I bet that everyone who reads this column can remember when the topic of CSA was first broached, when it was referred to as CSA 2010 and when information was plentiful on this newfangled approach to measuring a carrier’s safety performance. However, it still does not surprise me that upon review of TCA’s Annual Safety and Security Division meeting in May, the most widely attended educational sessions were those that focused on CSA and how to deal with the issues that it bestows upon carriers and their safety personnel.
When we originally planned the educational content of this meeting, the division leadership questioned the viability of having sessions that still involved the issue of CSA. We wondered whether it was still relevant and whether the information was still something that our carrier members were interested in. These questions have been asked time and again and answered as recently as in May in Indianapolis when many conversations focused on this issue.
There were two educational sessions at the meeting, one based on Data Qs and another on roadside inspections. These were presented in standing-room-only meeting rooms to interested attendees who then continued the conversation in the hallways as well as throughout the overall meeting. I suspect that the very reason the discussions continued could be the lack of leadership and available information that exists on the subject of CSA. In fact, everyone seems to have an opinion on CSA and how to deal with it; in reality, the industry is looking for answers from those who oversee it.

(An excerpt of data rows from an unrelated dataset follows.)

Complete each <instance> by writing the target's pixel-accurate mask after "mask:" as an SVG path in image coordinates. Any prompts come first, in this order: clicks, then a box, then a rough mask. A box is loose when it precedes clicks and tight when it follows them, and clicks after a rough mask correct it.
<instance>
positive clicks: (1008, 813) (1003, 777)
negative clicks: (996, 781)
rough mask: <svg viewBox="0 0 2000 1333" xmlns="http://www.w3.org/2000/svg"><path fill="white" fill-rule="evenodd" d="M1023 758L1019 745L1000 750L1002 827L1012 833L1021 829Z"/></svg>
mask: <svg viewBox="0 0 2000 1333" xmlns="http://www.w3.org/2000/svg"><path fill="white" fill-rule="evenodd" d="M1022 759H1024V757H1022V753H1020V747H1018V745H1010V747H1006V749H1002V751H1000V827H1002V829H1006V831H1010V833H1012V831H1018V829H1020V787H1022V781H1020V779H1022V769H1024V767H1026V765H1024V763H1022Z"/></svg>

We as an industry continue to wait for information that has yet to come. While I cannot say that the industry has embraced all that is CSA, it is willing to work with CSA and even more so, understand the problems that come with it. But problems still persist with the program, and that leaves the industry in a fog as it waits for FMCSA to address them. If this column were written five years ago and I wrote of problems like data quality issues, geographical biases and crash accountability, one could assume I was writing about SafeStat, yet these issues and many more also pertain to CSA.
The agency developed the CSA program without ever really fixing the problems it had with SafeStat—and these problems continue to this day. Since CSA has single-handedly changed the way every carrier has performed its daily safety functions, it should stand to reason that the ones being measured should expect solutions to issues that have plagued the safety measuring system since SafeStat was around. The solutions never came, and they continue to be problematic to a new measurement system that does not truly do what it intends to do.
Don’t get me wrong. In the interest of planning safety conferences, CSA and the lack of available solutions is a veritable gold mine when it comes to finding topics that interest TCA members. Judging from the aforementioned crowds in the meeting room, I can at least thank the agency for that. However, I think the time has come to actually have the agency step up and address the concerns that the industry keeps talking about and provide solutions that allow us to move onto newer initiatives that continue to keep our carriers safer on our highways.